Me atrevo a pensar que uno de los juegos universales de todos los niños en el mundo es el del escondite. Lo hacemos con los infantes en su proceso de aprendizaje, en la niñez como parte de nuestro recreo y en la adolescencia en cualquier oportunidad de esparcimiento. En la adultez, tampoco lo absolvemos en su totalidad. Es un encuentro entre la diversión y el compartir con el otro.
La idea de no dejarnos ver, intenta poner a prueba el ingenio que puede tener la otra parte para encontrarnos. Por otro lado, está el que busca por cualquier “recoveco” en dónde probablemente se ha escondido la otra parte. La idea de buscar al escondido estriba en hacerlo en donde menos pensamos. De igual manera, si somos quienes nos escondemos, hacerlo en el lugar menos pensado par ser encontrados por el otro. Es la idea de tratar de pensar en lo que el otro piensa con el fin de descrifrar lo que cree en un momento dado.
Así mismo es la experiencia de la fe en el ser humano. Como premisa, la fe es un caminar que no se fundamenta en lo que se ve. Es la seguridad de aquello que trasciende lo que nuestros sentidos pueden identificar. En este caso, no hablamos de la fe como algo del futuro, sino como aquello que forma nuestros valores y convicciones de quién es Dios. Digo esto, porque como hemos reflexionado antes, no es lo mismo conocer a Dios desde nuestra infancia que conocerlo en la adultez. No es igual abrazar las historias bíblicas como niños, que abrazarlas cuando desarrollamos todo el análisis crítico que nos presenta la vida en diversas dimensiones.
Aquí es que surge el juego de escondite para tratar de encontrar a Dios en los espacios imaginados. Pero, ¿qué tal de hacerlo en donde no se nos había ocurrido que pudiera estar o dirigirnos?

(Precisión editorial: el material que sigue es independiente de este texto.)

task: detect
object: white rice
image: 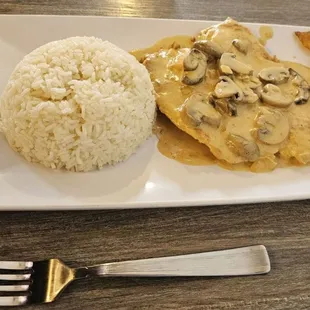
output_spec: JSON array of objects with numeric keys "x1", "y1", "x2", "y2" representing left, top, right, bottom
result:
[{"x1": 0, "y1": 36, "x2": 156, "y2": 172}]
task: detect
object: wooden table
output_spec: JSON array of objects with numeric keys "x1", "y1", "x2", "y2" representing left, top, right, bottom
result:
[{"x1": 1, "y1": 1, "x2": 310, "y2": 309}]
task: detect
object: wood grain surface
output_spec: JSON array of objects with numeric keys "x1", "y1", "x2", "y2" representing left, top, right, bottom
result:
[{"x1": 1, "y1": 1, "x2": 310, "y2": 309}]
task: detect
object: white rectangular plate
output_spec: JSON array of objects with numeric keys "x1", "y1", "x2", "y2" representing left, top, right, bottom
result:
[{"x1": 0, "y1": 15, "x2": 310, "y2": 211}]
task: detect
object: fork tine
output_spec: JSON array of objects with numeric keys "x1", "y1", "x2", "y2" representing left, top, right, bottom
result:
[
  {"x1": 0, "y1": 274, "x2": 31, "y2": 281},
  {"x1": 0, "y1": 296, "x2": 28, "y2": 306},
  {"x1": 0, "y1": 261, "x2": 33, "y2": 270},
  {"x1": 0, "y1": 285, "x2": 29, "y2": 292}
]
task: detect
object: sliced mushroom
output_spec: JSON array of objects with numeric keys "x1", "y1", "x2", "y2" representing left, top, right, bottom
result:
[
  {"x1": 185, "y1": 93, "x2": 222, "y2": 127},
  {"x1": 214, "y1": 76, "x2": 243, "y2": 101},
  {"x1": 226, "y1": 134, "x2": 260, "y2": 162},
  {"x1": 253, "y1": 108, "x2": 290, "y2": 145},
  {"x1": 289, "y1": 68, "x2": 310, "y2": 104},
  {"x1": 183, "y1": 51, "x2": 200, "y2": 71},
  {"x1": 193, "y1": 40, "x2": 224, "y2": 58},
  {"x1": 233, "y1": 78, "x2": 259, "y2": 104},
  {"x1": 258, "y1": 67, "x2": 290, "y2": 85},
  {"x1": 261, "y1": 84, "x2": 294, "y2": 108},
  {"x1": 242, "y1": 88, "x2": 259, "y2": 104},
  {"x1": 209, "y1": 95, "x2": 237, "y2": 116},
  {"x1": 295, "y1": 86, "x2": 309, "y2": 105},
  {"x1": 220, "y1": 65, "x2": 233, "y2": 75},
  {"x1": 182, "y1": 49, "x2": 207, "y2": 85},
  {"x1": 220, "y1": 53, "x2": 253, "y2": 75},
  {"x1": 248, "y1": 76, "x2": 262, "y2": 89},
  {"x1": 234, "y1": 75, "x2": 261, "y2": 89},
  {"x1": 253, "y1": 84, "x2": 264, "y2": 98},
  {"x1": 232, "y1": 39, "x2": 249, "y2": 54}
]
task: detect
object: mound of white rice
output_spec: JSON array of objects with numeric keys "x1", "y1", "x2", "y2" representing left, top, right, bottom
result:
[{"x1": 0, "y1": 36, "x2": 156, "y2": 172}]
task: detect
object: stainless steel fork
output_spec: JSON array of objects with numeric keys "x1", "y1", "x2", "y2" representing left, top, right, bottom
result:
[{"x1": 0, "y1": 245, "x2": 270, "y2": 307}]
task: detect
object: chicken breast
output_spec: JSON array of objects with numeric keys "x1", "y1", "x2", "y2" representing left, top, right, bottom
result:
[{"x1": 134, "y1": 18, "x2": 310, "y2": 170}]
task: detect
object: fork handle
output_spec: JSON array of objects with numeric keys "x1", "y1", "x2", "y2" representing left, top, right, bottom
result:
[{"x1": 85, "y1": 245, "x2": 270, "y2": 277}]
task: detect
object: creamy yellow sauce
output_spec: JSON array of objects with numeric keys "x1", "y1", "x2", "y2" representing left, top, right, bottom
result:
[
  {"x1": 154, "y1": 112, "x2": 262, "y2": 172},
  {"x1": 153, "y1": 109, "x2": 307, "y2": 173},
  {"x1": 131, "y1": 35, "x2": 194, "y2": 63},
  {"x1": 131, "y1": 19, "x2": 310, "y2": 172},
  {"x1": 154, "y1": 112, "x2": 216, "y2": 166},
  {"x1": 259, "y1": 26, "x2": 274, "y2": 46}
]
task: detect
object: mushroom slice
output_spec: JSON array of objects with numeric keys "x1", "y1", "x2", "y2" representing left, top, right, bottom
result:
[
  {"x1": 185, "y1": 93, "x2": 222, "y2": 128},
  {"x1": 182, "y1": 49, "x2": 207, "y2": 85},
  {"x1": 226, "y1": 134, "x2": 260, "y2": 162},
  {"x1": 193, "y1": 40, "x2": 224, "y2": 58},
  {"x1": 220, "y1": 65, "x2": 233, "y2": 75},
  {"x1": 233, "y1": 79, "x2": 259, "y2": 104},
  {"x1": 242, "y1": 88, "x2": 259, "y2": 104},
  {"x1": 261, "y1": 84, "x2": 294, "y2": 108},
  {"x1": 234, "y1": 75, "x2": 261, "y2": 89},
  {"x1": 183, "y1": 50, "x2": 200, "y2": 71},
  {"x1": 214, "y1": 76, "x2": 244, "y2": 101},
  {"x1": 232, "y1": 39, "x2": 249, "y2": 54},
  {"x1": 253, "y1": 84, "x2": 264, "y2": 98},
  {"x1": 209, "y1": 95, "x2": 237, "y2": 116},
  {"x1": 248, "y1": 76, "x2": 262, "y2": 89},
  {"x1": 220, "y1": 53, "x2": 253, "y2": 75},
  {"x1": 253, "y1": 108, "x2": 290, "y2": 145},
  {"x1": 258, "y1": 67, "x2": 290, "y2": 85},
  {"x1": 289, "y1": 68, "x2": 310, "y2": 104}
]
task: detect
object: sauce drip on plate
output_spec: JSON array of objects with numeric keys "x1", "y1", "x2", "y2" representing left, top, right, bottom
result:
[
  {"x1": 259, "y1": 26, "x2": 274, "y2": 46},
  {"x1": 154, "y1": 112, "x2": 216, "y2": 166}
]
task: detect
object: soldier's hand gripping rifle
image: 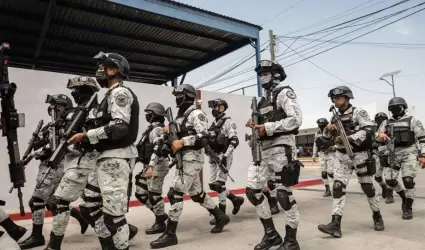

Tener fe no debe ser sinónimo de ser religiosos simplistas. No es un juego al azahar en el cual digamos estribillos como palabras de buena suerte para que las cosas nos vayan bien. La fe nos debe llevar a la madurez de quién es Dios y cómo se relaciona con todos en nuestra búsqueda. Ya lo dijo Anselmo que la fe busca entender. Es decir, la fe no parte del vacío ni de la superstición.
Cuando Pablo se encontró con los filósofos en el Areópago de Grecia, conversó con ellos sobre el altar donde tenían al Dios no conocido. Conversó con ellos de la fe, la necesidad humana de conectar con lo desconocido y esto a la luz de los debates de las ideas de ese momento, puesto que cualquier propuesta de alguna divinidad debía ser aceptada por esa comunidad intelectual propagada.
Lo interesante es que el Dios que Pablo presentó no jugaba al esconder. Mas bien se hacía presente a través de la oferta de amor a la humanidad. Pero la idea de un dios preconcebido a raíz de la venganza el odio y la superioridad escondían esos atributos que Pablo intentaba compartir. En ese caso, creo que muchos de nosotros tendemos a adorar a un Dios desconocido, porque no nos hemos dado la oportunidad de profundizar en su trato con el ser humano y sus misterios.
Para abordar la puerta de embarque, una de las cosas en las que debemos darnos la oportunidad es conocer profundamente quién es Dios. Así lo destacó Pablo el texto bíblico: “Esto lo hizo Dios para que todos lo busquen y, aunque sea a tientas, lo encuentren. En verdad, él no está lejos de ninguno de nosotros, puesto que en él vivimos, nos movemos y existimos”. Como algunos de sus propios poetas griegos han dicho: “De él somos descendientes” (Hechos 17:27-28, NVI). Pablo partió desde la realidad de la búsqueda de esas comunidad de filósofos y como Dios podía responder a sus necesidades.
La búsqueda es una actividad natural humana. El enfoque es una virtud del corazón que busca. Que como iglesia, podamos buscar y encontrar lo que tal vez no habíamos encontrado en este proceso de nuestra vida. Es tiempo de buscar y encontrar. A fin de cuentas, Él ya nos encontró.